More than half of all college students will also switch their major at some point, a costly decision if the wrong turn is taken. Unless you plan on becoming a professor or need street cred for writing textbooks, having a history degree is not exactly the road to financial success. Ask my brother, the paralegal, who pushes papers and calls cranky clients for address information.

I will never knock anyone who goes to college and learns, as it can be an incredibly valuable and rewarding experience for many. I am not bitter or envious of degree-holders -- just baffled at the expectations from employers and what students hope to accomplish when they choose certain majors. No one needs a bachelor's degree in English in order to change style sheets for webpages. Teenagers can learn this skill set on their own, in their spare time.
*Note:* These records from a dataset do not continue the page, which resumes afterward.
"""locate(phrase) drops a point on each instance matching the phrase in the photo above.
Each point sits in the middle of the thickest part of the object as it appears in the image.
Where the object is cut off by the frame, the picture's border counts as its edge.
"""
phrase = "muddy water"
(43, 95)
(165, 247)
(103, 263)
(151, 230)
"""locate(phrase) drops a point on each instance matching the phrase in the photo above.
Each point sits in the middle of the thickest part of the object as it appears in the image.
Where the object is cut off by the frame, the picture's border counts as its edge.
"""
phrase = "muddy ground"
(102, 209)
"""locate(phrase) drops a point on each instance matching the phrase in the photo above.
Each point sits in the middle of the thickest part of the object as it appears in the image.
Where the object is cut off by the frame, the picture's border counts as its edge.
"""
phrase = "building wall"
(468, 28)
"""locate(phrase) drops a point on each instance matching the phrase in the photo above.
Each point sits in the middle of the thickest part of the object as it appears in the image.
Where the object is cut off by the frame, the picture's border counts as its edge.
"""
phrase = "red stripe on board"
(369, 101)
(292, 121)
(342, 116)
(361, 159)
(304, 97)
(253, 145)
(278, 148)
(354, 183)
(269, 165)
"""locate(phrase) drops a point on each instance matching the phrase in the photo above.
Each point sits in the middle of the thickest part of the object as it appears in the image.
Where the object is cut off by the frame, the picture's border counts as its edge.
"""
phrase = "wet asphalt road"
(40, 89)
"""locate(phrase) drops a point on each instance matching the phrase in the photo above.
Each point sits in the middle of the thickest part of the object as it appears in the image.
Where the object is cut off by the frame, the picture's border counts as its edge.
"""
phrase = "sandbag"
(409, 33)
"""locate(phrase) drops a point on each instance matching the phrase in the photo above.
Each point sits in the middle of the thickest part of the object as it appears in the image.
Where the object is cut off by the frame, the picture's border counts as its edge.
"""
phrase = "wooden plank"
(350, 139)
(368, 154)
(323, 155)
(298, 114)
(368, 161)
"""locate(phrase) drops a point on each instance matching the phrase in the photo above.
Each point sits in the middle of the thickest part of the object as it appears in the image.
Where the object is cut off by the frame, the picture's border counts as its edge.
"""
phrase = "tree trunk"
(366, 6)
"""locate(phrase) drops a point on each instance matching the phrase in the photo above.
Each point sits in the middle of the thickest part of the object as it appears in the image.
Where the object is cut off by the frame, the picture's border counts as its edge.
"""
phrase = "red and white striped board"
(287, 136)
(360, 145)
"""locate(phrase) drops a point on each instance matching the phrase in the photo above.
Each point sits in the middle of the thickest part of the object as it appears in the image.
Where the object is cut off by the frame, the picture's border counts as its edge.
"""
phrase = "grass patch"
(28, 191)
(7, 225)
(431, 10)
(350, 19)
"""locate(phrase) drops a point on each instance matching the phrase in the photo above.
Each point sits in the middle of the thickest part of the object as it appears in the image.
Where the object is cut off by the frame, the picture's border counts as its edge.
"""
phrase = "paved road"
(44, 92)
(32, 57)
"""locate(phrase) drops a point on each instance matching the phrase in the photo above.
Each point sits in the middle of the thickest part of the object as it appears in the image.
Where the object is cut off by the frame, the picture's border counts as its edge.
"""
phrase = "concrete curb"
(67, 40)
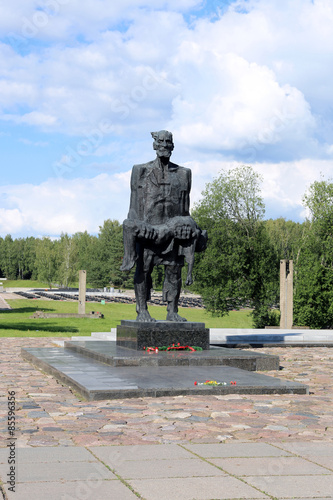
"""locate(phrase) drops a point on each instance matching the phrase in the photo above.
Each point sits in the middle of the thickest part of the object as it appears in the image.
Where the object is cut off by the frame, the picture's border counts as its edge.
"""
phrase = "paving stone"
(196, 487)
(73, 490)
(111, 455)
(145, 469)
(77, 471)
(49, 454)
(292, 486)
(236, 450)
(278, 466)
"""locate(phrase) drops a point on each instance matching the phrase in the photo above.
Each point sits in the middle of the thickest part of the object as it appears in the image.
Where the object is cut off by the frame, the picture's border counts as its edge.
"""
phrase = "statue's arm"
(135, 221)
(187, 194)
(134, 211)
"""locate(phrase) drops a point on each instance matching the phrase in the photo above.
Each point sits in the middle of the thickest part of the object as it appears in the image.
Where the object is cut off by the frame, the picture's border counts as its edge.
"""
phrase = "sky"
(84, 82)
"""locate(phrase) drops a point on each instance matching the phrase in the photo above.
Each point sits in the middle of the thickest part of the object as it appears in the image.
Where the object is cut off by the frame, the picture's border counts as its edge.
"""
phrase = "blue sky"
(82, 85)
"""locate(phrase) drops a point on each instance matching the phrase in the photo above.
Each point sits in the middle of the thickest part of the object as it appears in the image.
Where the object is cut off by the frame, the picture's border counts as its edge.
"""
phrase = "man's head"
(163, 143)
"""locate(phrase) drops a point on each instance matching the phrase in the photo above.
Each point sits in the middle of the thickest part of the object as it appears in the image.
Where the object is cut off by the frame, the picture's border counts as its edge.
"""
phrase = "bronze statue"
(159, 229)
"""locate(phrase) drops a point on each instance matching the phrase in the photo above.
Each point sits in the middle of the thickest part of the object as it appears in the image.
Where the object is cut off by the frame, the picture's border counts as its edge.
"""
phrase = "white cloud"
(252, 84)
(61, 205)
(222, 85)
(75, 205)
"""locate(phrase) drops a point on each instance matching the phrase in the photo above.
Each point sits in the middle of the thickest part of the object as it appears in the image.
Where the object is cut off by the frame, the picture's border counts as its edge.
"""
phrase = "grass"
(17, 323)
(23, 284)
(33, 284)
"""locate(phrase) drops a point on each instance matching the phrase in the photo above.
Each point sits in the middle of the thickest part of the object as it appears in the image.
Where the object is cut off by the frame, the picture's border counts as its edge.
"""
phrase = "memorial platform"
(103, 370)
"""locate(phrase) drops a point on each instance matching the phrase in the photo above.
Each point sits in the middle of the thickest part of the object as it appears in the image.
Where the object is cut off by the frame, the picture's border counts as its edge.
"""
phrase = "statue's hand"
(147, 232)
(184, 232)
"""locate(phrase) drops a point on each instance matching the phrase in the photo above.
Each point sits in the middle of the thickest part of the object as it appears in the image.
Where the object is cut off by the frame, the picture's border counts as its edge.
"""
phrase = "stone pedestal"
(82, 291)
(286, 294)
(137, 335)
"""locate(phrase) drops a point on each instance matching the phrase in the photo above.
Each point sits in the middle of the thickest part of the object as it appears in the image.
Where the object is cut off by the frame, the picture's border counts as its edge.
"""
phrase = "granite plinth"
(137, 335)
(95, 380)
(110, 353)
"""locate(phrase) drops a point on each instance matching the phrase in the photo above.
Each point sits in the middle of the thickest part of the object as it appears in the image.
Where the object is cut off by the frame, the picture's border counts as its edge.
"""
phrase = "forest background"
(239, 268)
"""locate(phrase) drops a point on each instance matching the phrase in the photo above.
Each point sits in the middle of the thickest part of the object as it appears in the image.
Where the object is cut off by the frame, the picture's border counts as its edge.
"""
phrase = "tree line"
(240, 266)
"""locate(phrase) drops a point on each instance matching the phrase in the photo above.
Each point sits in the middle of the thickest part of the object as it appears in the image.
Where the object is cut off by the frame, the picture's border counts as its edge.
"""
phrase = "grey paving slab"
(112, 455)
(197, 488)
(293, 486)
(150, 469)
(305, 448)
(262, 466)
(271, 337)
(73, 490)
(323, 461)
(49, 454)
(57, 471)
(96, 380)
(221, 450)
(115, 355)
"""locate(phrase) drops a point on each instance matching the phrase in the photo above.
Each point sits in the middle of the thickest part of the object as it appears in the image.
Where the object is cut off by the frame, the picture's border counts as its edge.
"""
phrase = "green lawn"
(17, 323)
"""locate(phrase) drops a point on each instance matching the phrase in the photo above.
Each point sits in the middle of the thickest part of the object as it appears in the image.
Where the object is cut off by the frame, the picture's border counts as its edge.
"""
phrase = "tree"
(67, 271)
(108, 256)
(9, 258)
(285, 236)
(239, 265)
(313, 298)
(47, 260)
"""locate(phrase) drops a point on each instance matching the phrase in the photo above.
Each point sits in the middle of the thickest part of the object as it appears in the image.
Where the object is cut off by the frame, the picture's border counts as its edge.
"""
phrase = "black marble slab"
(137, 335)
(96, 381)
(110, 353)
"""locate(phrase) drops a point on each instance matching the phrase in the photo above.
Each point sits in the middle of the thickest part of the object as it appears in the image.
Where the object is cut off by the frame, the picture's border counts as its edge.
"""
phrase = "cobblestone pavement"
(49, 414)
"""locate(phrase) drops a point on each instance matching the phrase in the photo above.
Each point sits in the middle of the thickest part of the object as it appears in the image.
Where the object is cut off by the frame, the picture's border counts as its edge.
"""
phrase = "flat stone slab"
(110, 353)
(96, 381)
(271, 337)
(138, 334)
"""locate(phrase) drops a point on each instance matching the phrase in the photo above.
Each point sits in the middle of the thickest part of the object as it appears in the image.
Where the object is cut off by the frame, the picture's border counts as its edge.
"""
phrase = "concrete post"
(286, 293)
(82, 291)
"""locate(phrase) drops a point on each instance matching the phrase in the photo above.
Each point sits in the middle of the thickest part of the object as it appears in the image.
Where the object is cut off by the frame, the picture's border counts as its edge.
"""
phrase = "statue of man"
(159, 229)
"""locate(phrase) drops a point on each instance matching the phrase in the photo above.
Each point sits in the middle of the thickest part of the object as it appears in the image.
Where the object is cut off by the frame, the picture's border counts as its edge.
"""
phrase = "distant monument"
(286, 294)
(82, 291)
(159, 229)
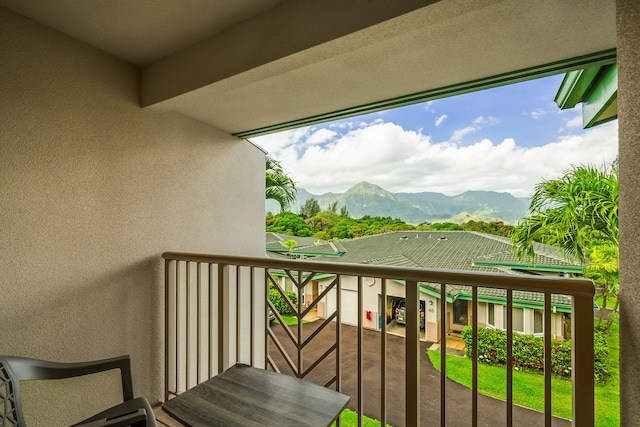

In my life, I've accomplished much without a degree, from managing several newspapers to writing a successful bank proposal that secured capital for a medical exporter. I've been working since I was 14 years old, when I started in an office environment to help a relative. It was supposed to be a summer job, but I wound up staying with the office through high school. It gave me the ability to self-study graphic arts software and learn other skills, in addition to saving money for a new computer.

By the time I was college-aged and supposed to be "finding myself," I didn't want to pursue a degree; I wanted to work. Instead of searching through course catalogs, I found a better-paying position with a large insurance company. At that time, the early 1990s, no one demanded that I have a degree or even wondered how young I was. (I'm guessing because it was illegal to ask.) Someone in Human Resources put me in a temp spot, and before long, I had a permanent job followed by a promotion. It took me a while, and working for a few small businesses, before I finally found my true calling, newspapers, but by the time I became a weekly reporter, I already had ten years' office experience, at just 24 years old.

This would be impossible today. Somewhere in the last dozen years, college degrees became mandatory for even the simplest of secretarial jobs, despite the astronomical rise in tuition costs in the same time period, which of course was married to the housing market -- a nice conspiracy theory if there ever was one.

Many professions absolutely should require advanced education. Few patients would rush to see a self-taught doctor, for example. For other fields, the rate of return for a four-year degree is next to ridiculous. Customer service, managing, "content creation," and certainly anything clerical do not warrant sixty credits of useless humanities and film classes to round out the knowledge base. Liberal arts do not teach anyone instinct or inspiration, or how to answer a phone with a clear speaking voice, or how to solve a problem. A "well-rounded" education also does not guarantee grammar skills or coherent ideas -- ask any hiring manager plowing through the hundreds of daily applicants.

Here's a symbolic conclusion: there is a husband/wife team in my area, each with a handy master's in marketing, who upon graduating decided to open a dog-walking company. They have cute copy on the website (walks with other dogs are not walks, but "buddy bonding" or whatever). Perhaps they even branded themselves. What a waste of money and time, in my opinion. Their competitors, dog-walkers who never went to college, clear as much or more in annual salary. Why? It's picking up poop and garnering a good reputation among clients to obtain referrals. Not something one has to spend six years to realize, shelling out six figures in the process."